Filiale d’Air France depuis 2001, la compagnie aérienne City Jet a continué à faire travailler ses employés sous régime irlandais pendant six ans. En décembre, le passage sous contrat français s’est soldé par une baisse de salaire de 35 %.
Les employés de City Jet ont du vague à l’âme. Un tiers des 96 employés de cette compagnie aérienne sur Roissy a stoppé le travail et manifesté le 1er octobre. La semaine suivante, les salariés sont allés jusqu’à l’Assemblée nationale pour interpeller les députés sur les mauvaises conditions de travail et protester contre un salaire en baisse continuelle. « Nous voulons des salaires conformes aux autres filiales d’Air France, comme Brit Air ou Régional », insiste Stéphane Sévénéant, steward et délégué CGT. Or depuis le rachat par Air France de cette compagnie irlandaise en 2001, leur rémunération et leur statut n’ont jamais été clairs.
DES SALARIéS DANS LE BROUILLARD
Pendant six ans, les employés restent sous contrat de travail irlandais, malgré leur affiliation à Air France. « On ne s’est pas posé la question, cela avait l’air normal », explique Stéphane Sévénéant.
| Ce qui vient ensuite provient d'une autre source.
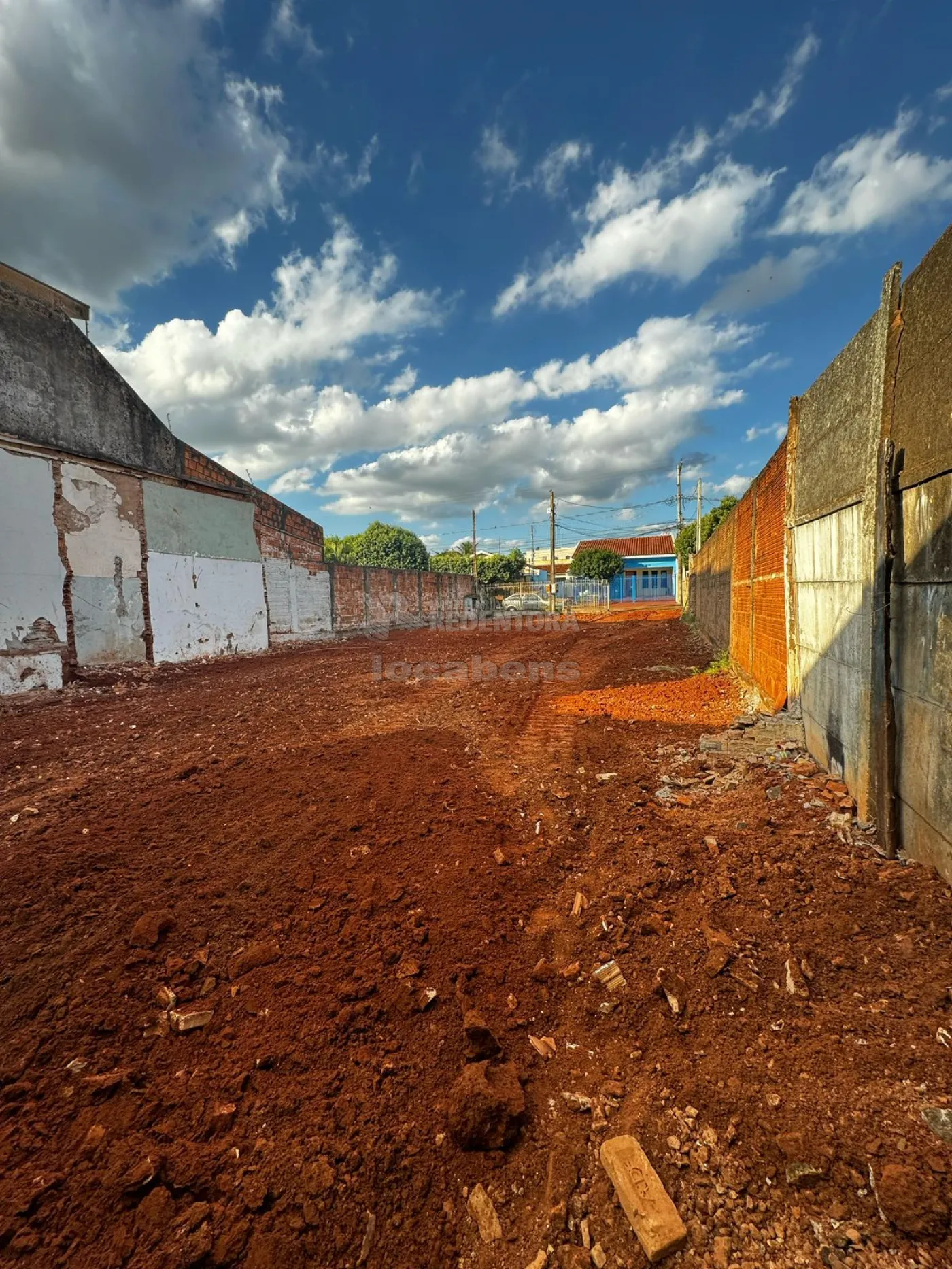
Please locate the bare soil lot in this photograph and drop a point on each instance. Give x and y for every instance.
(309, 851)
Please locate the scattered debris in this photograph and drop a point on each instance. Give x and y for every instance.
(480, 1207)
(647, 1203)
(543, 1045)
(609, 976)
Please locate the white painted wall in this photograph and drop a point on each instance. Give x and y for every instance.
(299, 600)
(105, 552)
(32, 615)
(202, 607)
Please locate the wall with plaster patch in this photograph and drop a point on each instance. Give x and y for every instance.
(32, 612)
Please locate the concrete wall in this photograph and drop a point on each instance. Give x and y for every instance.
(206, 584)
(32, 612)
(922, 590)
(58, 391)
(99, 515)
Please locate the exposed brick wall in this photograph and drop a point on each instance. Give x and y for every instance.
(738, 588)
(768, 662)
(394, 596)
(282, 532)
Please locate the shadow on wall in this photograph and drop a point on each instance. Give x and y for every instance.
(838, 700)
Un décret de 2006 change la donne : les personnels navigants doivent être sous contrat de travail du pays dont ils dépendent. Le personnel posté à Paris demande à bénéficier du régime français. Mais City Jet renâcle. Plutôt que d’accéder à leur demande, la direction, basée à Dublin, leur propose de déménager en Irlande ! Un comble pour des salariés qui habitent à Paris. S’ensuit un bras de fer de plus de deux ans avec la direction. Finalement, en décembre 2008, 63 employés obtiennent un contrat français. Cruelle contrepartie, leur salaire est amputé de 35 %. La direction justifie cette baisse par des charges sociales plus lourdes en France. « Pour eux, on a des avantages que le contrat irlandais ne nous donnait pas comme la Sécurité sociale et les allocations, cela leur semble normal qu’on soit payés moins cher », explique Marie-Nima Langevin, déléguée FO-SNPNC. Les salariés se sentent punis.
« Je touche 1 600 euros alors qu’avant j’avais presque le double. J’ai du mal à rembourser le prêt de ma maison », s’énerve-t-elle. D’autres n’ont pas obtenu le contrat français, comme ce chef de cabine italien. « En 2007, j’avais donné mon adresse à Paris pour justifier de mon domicile. Mais on m’a laissé sous contrat irlandais et rattaché à Dublin. Sans que j’aie mon mot à dire. »
En février 2009, il est victime d’un accident de voiture en allant au travail. « J’ai mis du temps à être reconnu comme accidenté du travail. J’ai finalement reçu une allocation de la Sécu irlandaise en juin, mais rien de la Sécu française. » Pendant cette période, il vit essentiellement sur ses économies, ne percevant quasiment rien de son employeur. En octobre, un ultime coup est porté au personnel. Les primes de vol, qui constituent une bonne part du salaire, baissent. « On nous pousse à reprendre des contrats irlandais, à rentrer dans le rang », devine Stéphane Sévénéant. Après la grève, les syndicats ont obtenu un rendez-vous avec les dirigeants venus de Dublin, mais pas de réponse. Pour justifier les salaires et les baisses de prime, « la direction nous dit que la base de Paris doit faire des économies. Elle parle de suppressions d’emplois, de fermeture de la base. On reste dans le flou », explique Marie-Nima Langevin. Aucune information ne transparaît sur les comptes de la société.
24 salariés aux prud’hommes
Prochaine étape, les prud’hommes de Bobigny, où 24 salariés ont assigné City Jet pour contester la baisse de salaire et obtenir remboursement des six années de cotisations sociales perdues à cause des contrats irlandais. Audience le 15 décembre.